We use a multilevel regression and post-stratification (MRP) approach to obtain estimates of voting intent. Our approach closely follows the approach used by Ghitza and Gelman (2013). However, this week we made some changes to the underlying model, to better make use of the information obtained from the weekly polls.
A brief description of the model framework: First, we split up the sample of respondents into subgroups based on sex, age and education. We have four age groups (18-29, 30-44, 45-64 and 65+) and four education groups (high school or less, certificate, bachelors, postgraduate). The main idea is to estimate the probability that a person in a particular subgroup (of a particular sex, age and education level) will vote for party X. This is the multilevel regression part of the approach.
Once the probabilities for each sub-group are estimated, they are re-weighted and combined to give an overall population estimate. The weights in this process are based on the percent of the total population in each of the subgroups. It is this re-weighting (post-stratification) process that allows us to use a non-representative sample to get a representative estimate.

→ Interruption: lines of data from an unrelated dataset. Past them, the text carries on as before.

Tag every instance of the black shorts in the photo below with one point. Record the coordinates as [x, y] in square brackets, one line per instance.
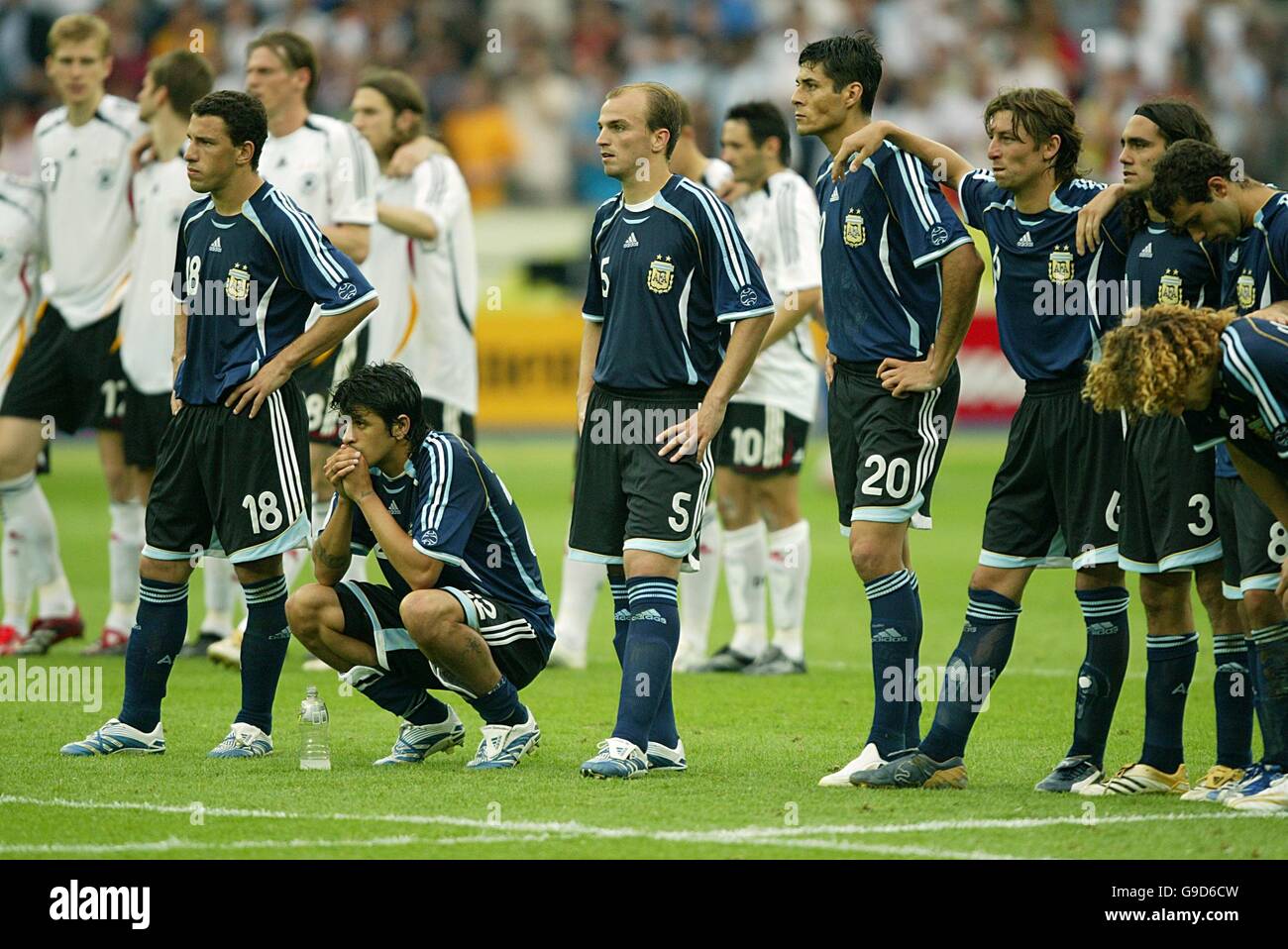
[146, 420]
[442, 416]
[232, 484]
[72, 374]
[318, 380]
[1055, 497]
[629, 497]
[1167, 518]
[1254, 544]
[759, 439]
[372, 614]
[887, 451]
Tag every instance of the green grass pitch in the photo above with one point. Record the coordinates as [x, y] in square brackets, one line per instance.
[756, 746]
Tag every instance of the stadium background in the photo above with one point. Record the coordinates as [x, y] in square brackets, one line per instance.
[520, 123]
[514, 89]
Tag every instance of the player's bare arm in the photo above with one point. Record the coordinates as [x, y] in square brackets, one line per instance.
[695, 434]
[407, 220]
[798, 305]
[590, 335]
[317, 339]
[420, 571]
[947, 163]
[180, 353]
[353, 240]
[961, 271]
[1093, 215]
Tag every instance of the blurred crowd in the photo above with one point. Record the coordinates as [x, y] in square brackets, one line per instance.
[515, 85]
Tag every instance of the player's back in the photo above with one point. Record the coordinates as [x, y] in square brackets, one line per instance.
[85, 175]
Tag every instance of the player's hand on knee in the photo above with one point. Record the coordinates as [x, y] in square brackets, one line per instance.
[258, 387]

The change to the model we made this week was related to how estimates were made in the multilevel regression part of the approach. Previously, we had been estimating the model for each week separately. However, this ignores the fact that we have information from other weeks that is useful for estimation. Thus, we made a change to the model so that the parameters estimated for a particular week are partially informed by data collected in previous weeks. This change better utilizes all information available and also makes our parameter estimates more robust from week to week.